Maximum Principle for Forward-Backward Doubly Stochastic Control Systems and Applications

TL;DR

This paper develops a maximum principle for fully coupled forward-backward doubly stochastic differential equations, enabling the analysis of complex stochastic control problems without requiring convex control domains.

Contribution

It introduces a stochastic maximum principle for FBDSDEs with non-convex control domains and applies it to SPDEs, linear quadratic problems, and differential games.

Findings

Derived a maximum principle for FBDSDEs without control diffusion dependence.

Solved linear quadratic stochastic control problems explicitly.
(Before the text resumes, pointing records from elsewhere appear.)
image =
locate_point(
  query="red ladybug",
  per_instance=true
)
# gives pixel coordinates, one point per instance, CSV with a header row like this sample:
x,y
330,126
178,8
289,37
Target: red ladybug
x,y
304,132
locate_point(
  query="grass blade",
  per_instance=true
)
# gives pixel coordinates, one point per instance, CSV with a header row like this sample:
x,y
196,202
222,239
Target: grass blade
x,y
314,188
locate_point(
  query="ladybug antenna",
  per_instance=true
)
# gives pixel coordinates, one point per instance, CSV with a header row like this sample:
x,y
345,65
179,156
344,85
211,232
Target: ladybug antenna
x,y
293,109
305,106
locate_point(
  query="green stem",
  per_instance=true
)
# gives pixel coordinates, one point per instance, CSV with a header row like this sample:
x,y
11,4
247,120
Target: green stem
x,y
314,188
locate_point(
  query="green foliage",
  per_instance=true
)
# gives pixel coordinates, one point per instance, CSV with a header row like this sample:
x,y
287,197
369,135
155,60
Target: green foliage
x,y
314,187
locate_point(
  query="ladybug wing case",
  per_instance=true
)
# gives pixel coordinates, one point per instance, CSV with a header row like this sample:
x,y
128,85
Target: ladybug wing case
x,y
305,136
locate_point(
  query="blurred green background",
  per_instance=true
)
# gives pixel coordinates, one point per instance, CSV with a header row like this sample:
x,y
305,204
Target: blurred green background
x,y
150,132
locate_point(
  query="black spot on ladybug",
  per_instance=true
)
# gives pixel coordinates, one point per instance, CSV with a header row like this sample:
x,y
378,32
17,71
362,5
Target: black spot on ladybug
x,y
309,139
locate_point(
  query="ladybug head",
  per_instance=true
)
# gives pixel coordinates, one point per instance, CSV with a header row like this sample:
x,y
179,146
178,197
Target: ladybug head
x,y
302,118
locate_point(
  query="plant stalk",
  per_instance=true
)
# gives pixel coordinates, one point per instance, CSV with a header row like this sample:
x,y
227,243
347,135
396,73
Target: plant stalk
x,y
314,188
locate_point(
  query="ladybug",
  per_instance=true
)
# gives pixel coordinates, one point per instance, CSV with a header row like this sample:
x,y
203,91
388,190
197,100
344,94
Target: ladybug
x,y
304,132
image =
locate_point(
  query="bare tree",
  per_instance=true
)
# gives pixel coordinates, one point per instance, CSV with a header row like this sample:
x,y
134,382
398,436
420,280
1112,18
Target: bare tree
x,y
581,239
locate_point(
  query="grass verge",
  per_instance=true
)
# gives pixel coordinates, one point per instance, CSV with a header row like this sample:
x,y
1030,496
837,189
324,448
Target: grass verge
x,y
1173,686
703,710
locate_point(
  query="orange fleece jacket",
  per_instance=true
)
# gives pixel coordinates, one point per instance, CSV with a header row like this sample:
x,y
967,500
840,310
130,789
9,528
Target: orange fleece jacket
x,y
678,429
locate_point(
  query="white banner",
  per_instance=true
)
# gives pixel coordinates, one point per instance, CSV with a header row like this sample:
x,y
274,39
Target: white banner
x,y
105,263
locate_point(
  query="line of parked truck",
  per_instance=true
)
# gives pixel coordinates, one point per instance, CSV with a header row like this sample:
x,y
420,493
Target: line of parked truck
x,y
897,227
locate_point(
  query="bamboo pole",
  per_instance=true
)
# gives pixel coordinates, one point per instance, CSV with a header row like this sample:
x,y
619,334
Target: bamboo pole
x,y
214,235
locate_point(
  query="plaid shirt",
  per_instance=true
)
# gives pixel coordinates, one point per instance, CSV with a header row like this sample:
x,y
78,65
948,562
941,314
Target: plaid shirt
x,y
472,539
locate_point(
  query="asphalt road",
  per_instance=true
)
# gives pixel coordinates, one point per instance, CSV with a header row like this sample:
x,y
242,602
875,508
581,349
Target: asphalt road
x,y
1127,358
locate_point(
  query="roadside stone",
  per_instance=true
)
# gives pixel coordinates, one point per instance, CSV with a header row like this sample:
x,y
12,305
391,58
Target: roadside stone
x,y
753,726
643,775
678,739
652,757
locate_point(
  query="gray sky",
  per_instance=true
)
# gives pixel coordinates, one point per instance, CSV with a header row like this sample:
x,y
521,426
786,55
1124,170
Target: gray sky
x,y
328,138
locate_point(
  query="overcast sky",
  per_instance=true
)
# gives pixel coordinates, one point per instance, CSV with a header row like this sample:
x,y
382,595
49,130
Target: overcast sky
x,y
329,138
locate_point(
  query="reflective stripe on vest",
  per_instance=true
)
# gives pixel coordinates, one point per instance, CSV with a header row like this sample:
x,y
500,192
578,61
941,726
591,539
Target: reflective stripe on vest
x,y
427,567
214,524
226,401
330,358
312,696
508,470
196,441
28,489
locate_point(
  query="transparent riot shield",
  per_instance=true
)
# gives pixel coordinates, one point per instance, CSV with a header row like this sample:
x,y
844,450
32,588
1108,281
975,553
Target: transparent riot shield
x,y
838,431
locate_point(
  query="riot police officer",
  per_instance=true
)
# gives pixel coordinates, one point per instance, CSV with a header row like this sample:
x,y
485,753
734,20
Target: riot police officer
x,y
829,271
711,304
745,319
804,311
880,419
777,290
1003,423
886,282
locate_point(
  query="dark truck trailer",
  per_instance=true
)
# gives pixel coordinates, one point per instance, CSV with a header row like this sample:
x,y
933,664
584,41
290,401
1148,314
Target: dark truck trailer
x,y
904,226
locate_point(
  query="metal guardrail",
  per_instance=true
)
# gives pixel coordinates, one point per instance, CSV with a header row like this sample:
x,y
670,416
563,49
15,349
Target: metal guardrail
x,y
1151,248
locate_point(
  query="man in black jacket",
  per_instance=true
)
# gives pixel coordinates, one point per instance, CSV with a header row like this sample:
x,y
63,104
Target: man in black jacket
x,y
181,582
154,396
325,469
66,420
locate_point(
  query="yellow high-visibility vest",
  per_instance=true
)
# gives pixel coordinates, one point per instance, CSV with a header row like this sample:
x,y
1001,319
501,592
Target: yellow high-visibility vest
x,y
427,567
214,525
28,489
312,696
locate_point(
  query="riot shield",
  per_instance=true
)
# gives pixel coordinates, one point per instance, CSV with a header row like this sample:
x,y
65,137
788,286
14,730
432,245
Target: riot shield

Established optimal controls and Nash equilibria using FBDSDE solutions.

Abstract

The maximum principle for optimal control problems of fully coupled forward-backward doubly stochastic differential equations (FBDSDEs in short) in the global form is obtained, under the assumptions that the diffusion coefficients do not contain the control variable, but the control domain need not to be convex. We apply our stochastic maximum principle (SMP in short) to investigate the optimal control problems of a class of stochastic partial differential equations (SPDEs in short). And as an example of the SMP, we solve a kind of forward-backward doubly stochastic linear quadratic optimal control problems as well. In the last section, we use the solution of FBDSDEs to get the explicit form of the optimal control for linear quadratic stochastic optimal control problem and open-loop Nash equilibrium point for nonzero sum differential games problem.